Embora o IPCC não use o termo business as usual, isto é o que o cenário A2 está mais próximo de representar. Outros três cenários partem de tendências atuais, presumindo que o crescimento da população e/ou o impacto da industrialização sejam reduzidos.
Cachinhos dourados
A maioria das pessoas, quando confrontada com uma série de resultados, tende a considerar que o médio é provavelmente o mais correto. A lógica não se aplica a esse caso. Em vez disso, é a curva mais alta do gráfico – que corresponde ao cenário A2 – a mais provável de ocorrer se não houver mudança de política para reduzir as emissões de gases de efeito estufa.
A “falácia dos Cachinhos Dourados”, na qual se assume de antemão que o valor mediano é “certinho”, serve à avaliação dos resultados de modelos de clima de várias maneiras. Cachinhos Dourados é a menina no conto de fadas que vaga pela floresta e encontra uma cabana onde vivem três ursos. Eles haviam colocado três tigelas de mingau na mesa para esfriar, enquanto passeavam pela floresta. Cachinhos Dourados prova o mingau do Urso Pai e acha que está muito quente, o da Ursa Mãe é muito frio, e o do Urso Bebê é “certinho”. Infelizmente, esta não é uma boa maneira para escolher entre diferentes modelos climáticos e os valores dos parâmetros que os alimentam.
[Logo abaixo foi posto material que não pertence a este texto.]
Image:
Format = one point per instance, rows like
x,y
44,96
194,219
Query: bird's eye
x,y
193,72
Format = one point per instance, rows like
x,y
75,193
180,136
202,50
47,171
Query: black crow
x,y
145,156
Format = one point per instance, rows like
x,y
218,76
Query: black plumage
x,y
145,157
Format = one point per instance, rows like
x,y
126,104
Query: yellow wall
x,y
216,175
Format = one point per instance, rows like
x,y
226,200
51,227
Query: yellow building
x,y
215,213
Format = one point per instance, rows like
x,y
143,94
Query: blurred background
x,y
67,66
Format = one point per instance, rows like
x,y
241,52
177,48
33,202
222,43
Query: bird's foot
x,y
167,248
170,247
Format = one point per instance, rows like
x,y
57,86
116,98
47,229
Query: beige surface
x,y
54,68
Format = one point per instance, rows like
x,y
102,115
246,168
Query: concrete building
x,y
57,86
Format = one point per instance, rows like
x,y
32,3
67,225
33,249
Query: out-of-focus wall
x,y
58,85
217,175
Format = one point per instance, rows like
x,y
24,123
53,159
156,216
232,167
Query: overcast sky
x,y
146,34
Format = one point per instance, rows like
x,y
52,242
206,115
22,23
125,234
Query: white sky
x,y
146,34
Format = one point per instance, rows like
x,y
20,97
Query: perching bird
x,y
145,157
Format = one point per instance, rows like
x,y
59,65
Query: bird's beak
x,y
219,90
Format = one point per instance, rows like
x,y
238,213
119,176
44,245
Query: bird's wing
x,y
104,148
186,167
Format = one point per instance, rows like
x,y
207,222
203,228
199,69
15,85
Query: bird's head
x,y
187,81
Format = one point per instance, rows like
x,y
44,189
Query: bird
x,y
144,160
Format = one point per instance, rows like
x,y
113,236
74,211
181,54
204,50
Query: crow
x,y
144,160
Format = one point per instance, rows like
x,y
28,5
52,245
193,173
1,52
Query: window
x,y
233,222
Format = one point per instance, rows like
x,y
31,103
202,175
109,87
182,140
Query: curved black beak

Até mesmo um aumento de 4 graus acima dos níveis pré-industriais é modesto do ponto de vista do que poderia ocorrer na Amazônia. As temperaturas nos cenários previstos pelo IPCC representam médias para o planeta como um todo. Elas são influenciadas, entretanto, pela temperatura do ar acima dos oceanos – a maior parte do planeta é coberta de água –, que sobe menos do que na superfície terrestre. A temperatura média na superfície dos continentes seria aproximadamente 30% mais alta do que a média global.
Além disso, os cenários mostram médias ao longo do tempo, mas a temperatura varia de um dia para outro, com a possibilidade de picos muito mais altos do que a média. Em 2003, uma onda de calor causada pelo fenômeno El Niño matou 32 mil pessoas na Europa. O relatório do IPCC indica que, no cenário A2, ondas de calor dessa magnitude ocorrerão, em média, a cada dois anos até 2080.
Os valores dos cenários do IPCC expressam a temperatura média não apenas ao longo do tempo, mas também em termos espaciais. Além de os continentes estarem mais quentes do que a média global, alguns lugares nos continentes experimentarão aumentos bem maiores que outros. É aí que o modelo do Centro Hadley cria um cenário catastrófico para a Amazônia, com temperaturas aproximadamente 40% mais altas que o resto do continente.
El Niño permanente
O modelo do Centro Hadley exibe tais resultados porque insere o clima global em um contexto de “El Niño permanente”, coisa que outros modelos climáticos ainda não levam em conta. Junto com temperaturas mais altas, o El Niño permanente causaria redução significativa da chuva e prolongamento da estação seca na Amazônia. Na ausência de ações de mitigação do efeito estufa, tal cenário prevê a extinção da Floresta Amazônica até aproximadamente 2080.
Reduções significativas da precipitação e da vazão dos rios na Amazônia não são resultados restritos ao modelo do Centro Hadley – outros dois modelos também mostram reduções grandes. No entanto, alguns deles indicam pouca mudança e um até aponta aumento.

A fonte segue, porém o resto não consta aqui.